Install Confluent Control Center

helm install -f ./providers/gcp.yaml --name controlcenter --namespace operator --set controlcenter.enabled=true ./confluent-operator

kubectl get pods -n operator | grep controlcenter

Install Confluent KSQL

helm install -f ./providers/gcp.yaml --name ksql --namespace operator --set ksql.enabled=true ./confluent-operator

kubectl get pods -n operator | grep ksql

Running Workload

After the deployments have completed, the running workloads should look like this

Kubernetes Workloads on GCPKubernetes Workloads on GCP

Does it work — let’s test it …

Test Kafka from within the cluster

Launch a bash session on a kafka broker

kubectl -n operator exec -it kafka-0 bash

Create a local kafka.properties file

cat << EOF > kafka.properties
bootstrap.servers=kafka:9071
sasl.jaas.config=org.apache.kafka.common.security.plain.PlainLoginModule required username="test" password="test123";
sasl.mechanism=PLAIN
security.protocol=SASL_PLAINTEXT
EOF

And then run a test

kafka-topics --command-config kafka.properties --bootstrap-server kafka:9092 --list

exit

Test local KSQL client against remote KSQL server

Establish a port mapping tunnel

kubectl port-forward svc/ksql 8088:8088 -n operator

And start a ksql session (locally) connecting to a remote server

ksql
list topics;
exit

Test Confluent Control Center

Now let’s test access to Confluent Control Center. Establish a port mapping tunnel for port 9021

kubectl port-forward svc/controlcenter 9021:9021 -n operator

And navigate to http://localhost:9021

The initial login is admin and the default password is Developer1.

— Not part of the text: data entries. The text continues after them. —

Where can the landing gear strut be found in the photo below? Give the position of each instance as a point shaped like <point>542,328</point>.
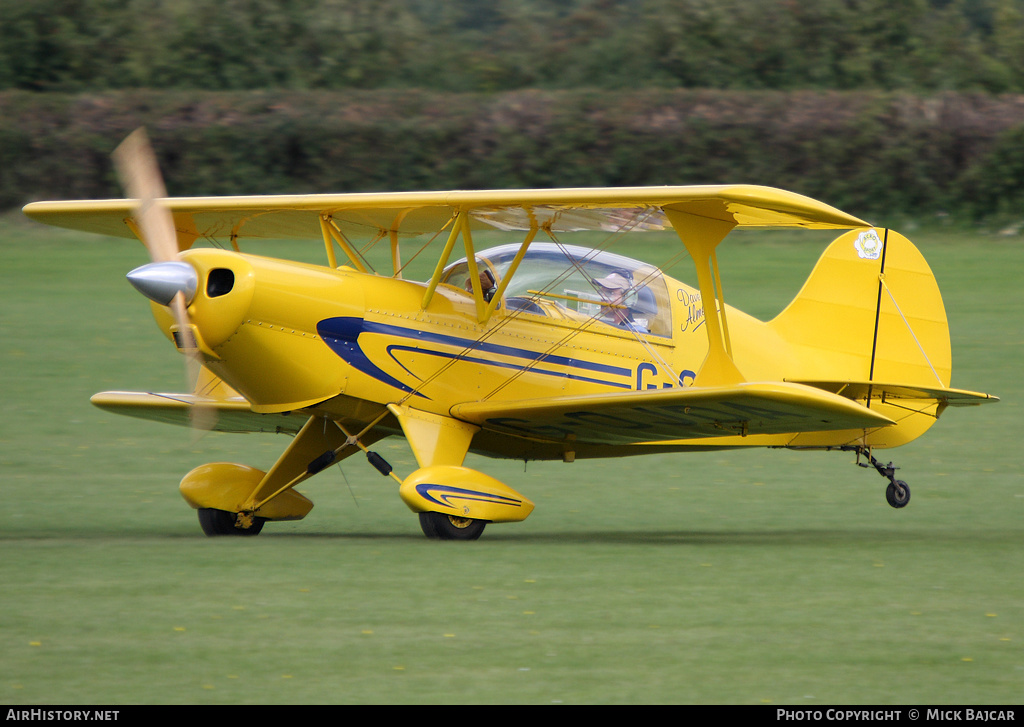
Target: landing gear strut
<point>898,492</point>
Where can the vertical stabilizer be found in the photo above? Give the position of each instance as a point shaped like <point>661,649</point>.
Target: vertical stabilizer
<point>871,313</point>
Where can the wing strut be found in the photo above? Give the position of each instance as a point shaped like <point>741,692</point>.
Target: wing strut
<point>701,236</point>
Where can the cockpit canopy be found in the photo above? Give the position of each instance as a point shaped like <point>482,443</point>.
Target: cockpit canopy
<point>569,282</point>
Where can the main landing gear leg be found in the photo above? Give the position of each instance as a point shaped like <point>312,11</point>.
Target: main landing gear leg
<point>898,492</point>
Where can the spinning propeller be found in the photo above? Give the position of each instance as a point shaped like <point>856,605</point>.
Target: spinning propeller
<point>166,280</point>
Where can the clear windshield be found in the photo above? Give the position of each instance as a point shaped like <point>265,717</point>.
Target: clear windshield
<point>552,278</point>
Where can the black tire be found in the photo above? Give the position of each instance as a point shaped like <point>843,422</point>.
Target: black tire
<point>449,527</point>
<point>898,494</point>
<point>220,522</point>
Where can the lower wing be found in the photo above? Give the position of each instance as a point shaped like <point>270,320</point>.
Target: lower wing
<point>664,415</point>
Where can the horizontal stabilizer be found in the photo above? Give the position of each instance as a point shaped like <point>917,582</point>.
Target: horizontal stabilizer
<point>665,415</point>
<point>862,390</point>
<point>233,414</point>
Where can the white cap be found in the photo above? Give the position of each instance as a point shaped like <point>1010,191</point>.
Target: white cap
<point>613,281</point>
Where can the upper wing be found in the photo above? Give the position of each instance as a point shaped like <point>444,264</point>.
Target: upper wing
<point>427,212</point>
<point>666,415</point>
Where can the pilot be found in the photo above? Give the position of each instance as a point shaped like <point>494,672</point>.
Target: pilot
<point>487,284</point>
<point>614,289</point>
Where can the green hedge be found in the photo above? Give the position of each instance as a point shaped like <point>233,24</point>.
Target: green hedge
<point>863,152</point>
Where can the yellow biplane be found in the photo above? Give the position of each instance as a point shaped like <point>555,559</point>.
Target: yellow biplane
<point>532,350</point>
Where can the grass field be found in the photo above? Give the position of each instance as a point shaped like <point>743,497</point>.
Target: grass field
<point>736,578</point>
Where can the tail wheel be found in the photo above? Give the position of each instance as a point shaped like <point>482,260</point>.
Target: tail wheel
<point>220,522</point>
<point>898,494</point>
<point>449,527</point>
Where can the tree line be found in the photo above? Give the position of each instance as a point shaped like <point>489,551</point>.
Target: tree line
<point>502,45</point>
<point>870,153</point>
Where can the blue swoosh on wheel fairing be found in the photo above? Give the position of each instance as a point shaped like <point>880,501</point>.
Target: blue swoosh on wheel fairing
<point>426,490</point>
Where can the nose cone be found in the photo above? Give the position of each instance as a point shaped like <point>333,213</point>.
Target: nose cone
<point>160,282</point>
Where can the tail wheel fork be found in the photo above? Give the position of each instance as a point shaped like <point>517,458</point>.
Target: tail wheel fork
<point>897,492</point>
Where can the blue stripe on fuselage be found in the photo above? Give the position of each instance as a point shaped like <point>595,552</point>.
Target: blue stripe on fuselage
<point>341,334</point>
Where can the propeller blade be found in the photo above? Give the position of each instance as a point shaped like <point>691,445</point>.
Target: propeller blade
<point>136,165</point>
<point>165,281</point>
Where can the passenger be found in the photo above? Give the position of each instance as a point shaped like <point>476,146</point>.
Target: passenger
<point>613,289</point>
<point>487,284</point>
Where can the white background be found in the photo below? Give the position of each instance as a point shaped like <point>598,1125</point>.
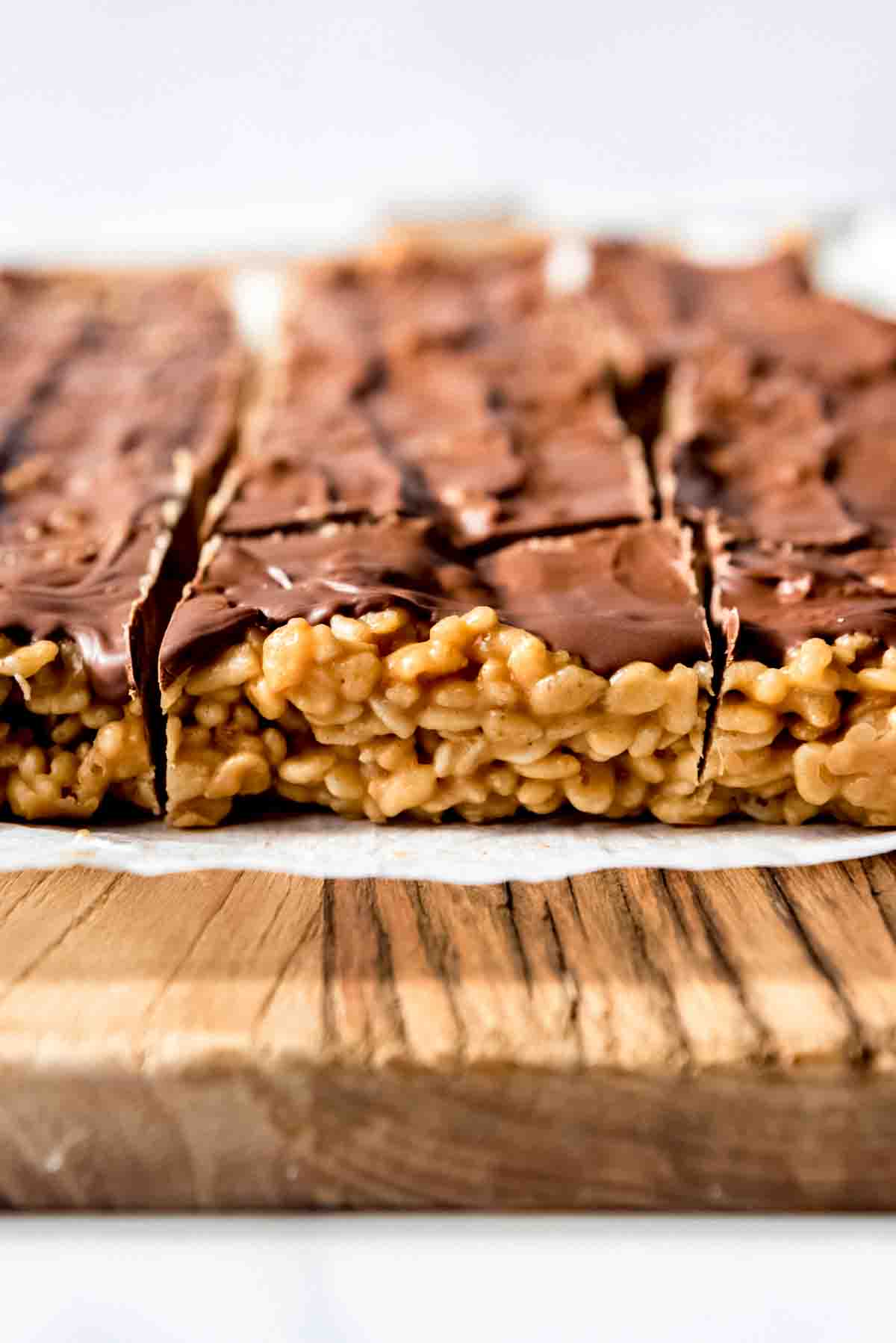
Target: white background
<point>448,1280</point>
<point>168,126</point>
<point>160,112</point>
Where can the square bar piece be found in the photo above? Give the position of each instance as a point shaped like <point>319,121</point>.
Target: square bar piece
<point>806,722</point>
<point>370,671</point>
<point>452,388</point>
<point>770,308</point>
<point>117,399</point>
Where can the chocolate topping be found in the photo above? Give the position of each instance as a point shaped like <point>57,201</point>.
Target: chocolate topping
<point>673,305</point>
<point>770,602</point>
<point>754,452</point>
<point>112,390</point>
<point>458,392</point>
<point>613,597</point>
<point>610,597</point>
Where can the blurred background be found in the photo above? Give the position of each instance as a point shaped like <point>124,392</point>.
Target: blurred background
<point>169,129</point>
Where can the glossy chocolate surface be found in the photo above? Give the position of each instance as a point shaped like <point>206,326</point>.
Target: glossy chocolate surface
<point>613,597</point>
<point>114,394</point>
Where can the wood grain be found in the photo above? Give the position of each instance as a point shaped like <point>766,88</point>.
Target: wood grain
<point>626,1038</point>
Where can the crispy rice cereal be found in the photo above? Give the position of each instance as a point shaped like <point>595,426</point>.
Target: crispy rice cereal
<point>62,750</point>
<point>386,716</point>
<point>813,736</point>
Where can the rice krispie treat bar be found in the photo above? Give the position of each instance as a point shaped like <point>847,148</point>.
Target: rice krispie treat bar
<point>117,398</point>
<point>366,669</point>
<point>806,722</point>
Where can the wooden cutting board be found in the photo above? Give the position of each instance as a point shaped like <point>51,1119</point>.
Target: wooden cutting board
<point>623,1040</point>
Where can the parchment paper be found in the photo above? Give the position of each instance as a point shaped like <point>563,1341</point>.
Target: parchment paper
<point>529,851</point>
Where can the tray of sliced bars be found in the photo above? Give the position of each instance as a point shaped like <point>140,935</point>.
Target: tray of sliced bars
<point>598,553</point>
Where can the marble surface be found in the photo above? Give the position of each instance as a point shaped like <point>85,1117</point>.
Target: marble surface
<point>442,1279</point>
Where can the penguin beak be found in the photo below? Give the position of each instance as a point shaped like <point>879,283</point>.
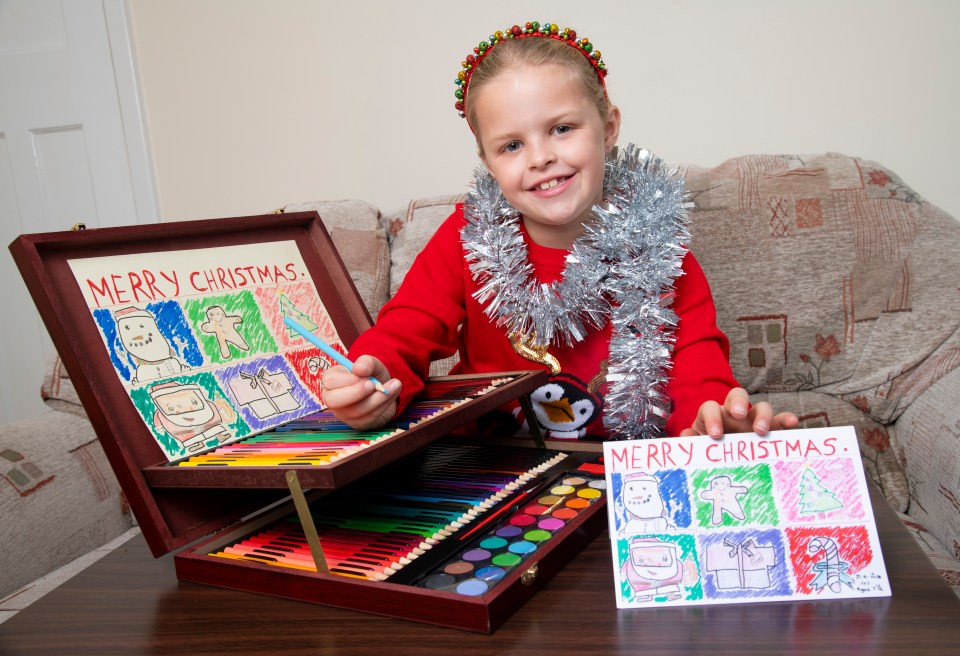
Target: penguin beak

Behold — Confluent Control CenterBehold — Confluent Control Center

Teardown and Cleanup

Be sure to remove the deployment once you’ve finished testing. For GCP Kubernetes Engine it’s pretty much down to deleting the cluster

Things not to do to productionThings not to do to production

Final Thoughts

A managed service anything is preferable to rolling things yourself. However, the Kafka Kubernetes Operator made a complex deployment pretty seem-less. This is pretty battle tested too as Confluent run their own public cloud offering (Confluent Cloud) on Kubernetes.

I had a fully clustered, secured and highly available streaming platform of my own with a few yaml files and some cli magic.

This is an amazing outcome — built in minutes (not days or weeks). This was so much easier than the last time I did this!